41Im Streitfall hat J als Zwischengesellschaft Einkünfte i.S.d. § 8 AStG erzielt. Die Einkünfte der J sind aus Dienstleistungen erzielt worden, die nicht von § 8 Abs. 1 Nr. 5 AStG erfasst sind. Die (Ausschluss-)Voraussetzungen des § 8 Abs. 1 Nr. 5 Buchst. a) AStG liegen vor. Die J hat sich als ausländische Gesellschaft für ihre Dienstleistung eines unbeschränkt Steuerpflichtigen, der gemäß § 7 AStG an ihr beteiligt ist oder einer einem solchen Steuerpflichtigen im Sinne des § 1 Abs. 2 nahestehenden Person, bedient, die mit ihren Einkünften aus der von ihr beigetragenen Leistung im Geltungsbereich des AStG steuerpflichtig ist, nämlich dem an der J beteiligten Antragsteller zu 3. und dem Rechtsvorgänger der Antragsteller zu 2. als Geschäftsführer der J. Umstände, die hieran ernstliche Zweifel begründen, sind weder vorgetragen worden noch aus dem Gericht vorliegenden Akten ersichtlich.
42Auch haben die Einkünfte der J in Hongkong einer niedrigen Besteuerung unterlegen. Eine niedrige Besteuerung i.S.d. § 8 Abs. 1 AStG liegt gemäß § 8 Abs. 3 AStG vor, wenn die Einkünfte der ausländischen Gesellschaft einer Belastung durch Ertragsteuern von weniger als 25 % unterliegen, ohne dass dies auf einem Ausgleich mit Einkünften aus anderen Quellen beruht. Diese Voraussetzungen sind im Streitfall gegeben. Eine Besteuerung der Einkünfte der J in Hongkong ist aufgrund einer Freistellung nicht erfolgt. Die von den Antragstellern hinsichtlich des Prozentsatzes vorgetragenen (rechtspolitischen) Einwendungen sind aufgrund des eindeutigen Gesetzeswortlautes, an dem weder in verfassungsrechtlicher noch in unionsrechtlicher Hinsicht Zweifel bestehen, unerheblich.
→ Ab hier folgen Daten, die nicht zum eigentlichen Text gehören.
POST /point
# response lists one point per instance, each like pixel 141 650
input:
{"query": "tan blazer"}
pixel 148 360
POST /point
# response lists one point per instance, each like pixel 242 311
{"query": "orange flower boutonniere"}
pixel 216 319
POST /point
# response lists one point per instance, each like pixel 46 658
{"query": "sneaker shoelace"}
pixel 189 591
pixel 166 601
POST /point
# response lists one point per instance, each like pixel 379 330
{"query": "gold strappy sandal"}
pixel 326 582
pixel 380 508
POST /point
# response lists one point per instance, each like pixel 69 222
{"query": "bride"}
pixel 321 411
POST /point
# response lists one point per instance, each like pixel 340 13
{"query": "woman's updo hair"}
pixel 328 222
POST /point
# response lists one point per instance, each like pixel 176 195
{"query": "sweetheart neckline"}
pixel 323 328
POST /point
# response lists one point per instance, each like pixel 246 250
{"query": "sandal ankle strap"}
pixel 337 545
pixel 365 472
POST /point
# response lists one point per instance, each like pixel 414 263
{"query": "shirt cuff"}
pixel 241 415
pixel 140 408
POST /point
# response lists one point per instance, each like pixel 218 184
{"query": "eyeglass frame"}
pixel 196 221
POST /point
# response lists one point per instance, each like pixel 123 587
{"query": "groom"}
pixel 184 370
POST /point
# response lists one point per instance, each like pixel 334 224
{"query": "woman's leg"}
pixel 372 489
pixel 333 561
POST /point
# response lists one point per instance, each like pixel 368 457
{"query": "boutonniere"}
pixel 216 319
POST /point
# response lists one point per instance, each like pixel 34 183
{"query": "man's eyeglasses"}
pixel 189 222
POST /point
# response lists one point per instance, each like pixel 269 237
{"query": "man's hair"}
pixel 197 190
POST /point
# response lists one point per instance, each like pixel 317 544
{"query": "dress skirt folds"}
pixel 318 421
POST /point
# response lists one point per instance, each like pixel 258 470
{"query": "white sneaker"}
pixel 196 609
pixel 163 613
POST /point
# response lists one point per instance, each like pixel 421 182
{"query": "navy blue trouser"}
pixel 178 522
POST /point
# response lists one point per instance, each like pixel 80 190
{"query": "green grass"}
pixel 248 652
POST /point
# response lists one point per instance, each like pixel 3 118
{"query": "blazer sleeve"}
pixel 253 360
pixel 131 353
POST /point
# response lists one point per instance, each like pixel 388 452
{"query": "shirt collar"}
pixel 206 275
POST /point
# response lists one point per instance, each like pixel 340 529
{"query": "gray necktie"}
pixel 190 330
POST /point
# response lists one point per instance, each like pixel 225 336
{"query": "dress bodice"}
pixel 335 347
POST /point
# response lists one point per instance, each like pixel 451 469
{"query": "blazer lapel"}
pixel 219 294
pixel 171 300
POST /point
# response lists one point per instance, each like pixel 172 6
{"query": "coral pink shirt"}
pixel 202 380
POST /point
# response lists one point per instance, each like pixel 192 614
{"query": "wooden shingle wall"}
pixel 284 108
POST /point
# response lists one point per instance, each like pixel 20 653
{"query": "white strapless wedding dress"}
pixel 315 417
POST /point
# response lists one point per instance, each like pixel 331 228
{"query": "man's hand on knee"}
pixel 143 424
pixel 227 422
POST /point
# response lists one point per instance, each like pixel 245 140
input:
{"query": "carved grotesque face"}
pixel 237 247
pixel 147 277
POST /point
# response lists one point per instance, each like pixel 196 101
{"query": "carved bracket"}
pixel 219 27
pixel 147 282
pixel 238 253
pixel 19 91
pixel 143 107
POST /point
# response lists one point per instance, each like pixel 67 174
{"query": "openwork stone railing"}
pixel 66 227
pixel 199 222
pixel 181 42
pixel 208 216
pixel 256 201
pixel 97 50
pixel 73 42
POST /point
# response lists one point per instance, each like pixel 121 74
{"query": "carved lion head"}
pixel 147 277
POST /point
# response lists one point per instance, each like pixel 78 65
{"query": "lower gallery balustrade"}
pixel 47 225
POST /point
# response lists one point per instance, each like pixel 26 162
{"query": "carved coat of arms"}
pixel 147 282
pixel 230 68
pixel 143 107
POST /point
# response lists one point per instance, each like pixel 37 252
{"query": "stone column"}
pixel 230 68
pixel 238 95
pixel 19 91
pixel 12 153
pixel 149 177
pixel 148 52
43cc. Gegen die Anwendung der Hinzurechnungsbesteuerung bestehen auch keine ernstlichen Zweifel in unionsrechtlicher Hinsicht. Die Hinzurechnung von einer in Hongkong ansässigen Zwischengesellschaft, im Streitfall J, erzielten Einkünfte beschränkt zwar die auch auf sog. Drittstaatenfälle anwendbare Kapitalverkehrsfreiheit nach Art. 63 des Vertrages über die Arbeitsweise der Europäischen Union, ist aber gerechtfertigt und verstößt daher nicht gegen Unionsrecht. Zur Vermeidung von Wiederholungen verweist der erkennende Senat auf die zutreffenden Ausführungen des BFH, Urteil vom 30.09.2020 I R 12/19 u.a., juris, die der erkennende Senat teilt und von denen abzuweichen auch hinsichtlich des Streitjahres 2016 kein Anlass besteht bzw. hält an seinen Ausführungen in dem Senatsurteil vom 30.10.2014, 2 K 618/11 F, juris, bestätigt durch vorgenannte Entscheidung des Bundesfinanzhofs, fest. Das einschlägige Regelungsregime der §§ 7 ff. AStG ist in den entscheidenden Aspekten mit den Streitjahren der zitierten Entscheidungen mindestens vergleichbar, insbesondere hinsichtlich der Definitionen einer ausländischen Gesellschaft, des Hinzurechnungsbetrages, einer niedrigen Besteuerung und von passiven Einkünften sowie der Systematik der Hinzurechnung von Einkünften, für die diese Gesellschaft eine sog. Zwischengesellschaft ist; Gleiches gilt für das Fehlen einer Exkulpationsmöglichkeit.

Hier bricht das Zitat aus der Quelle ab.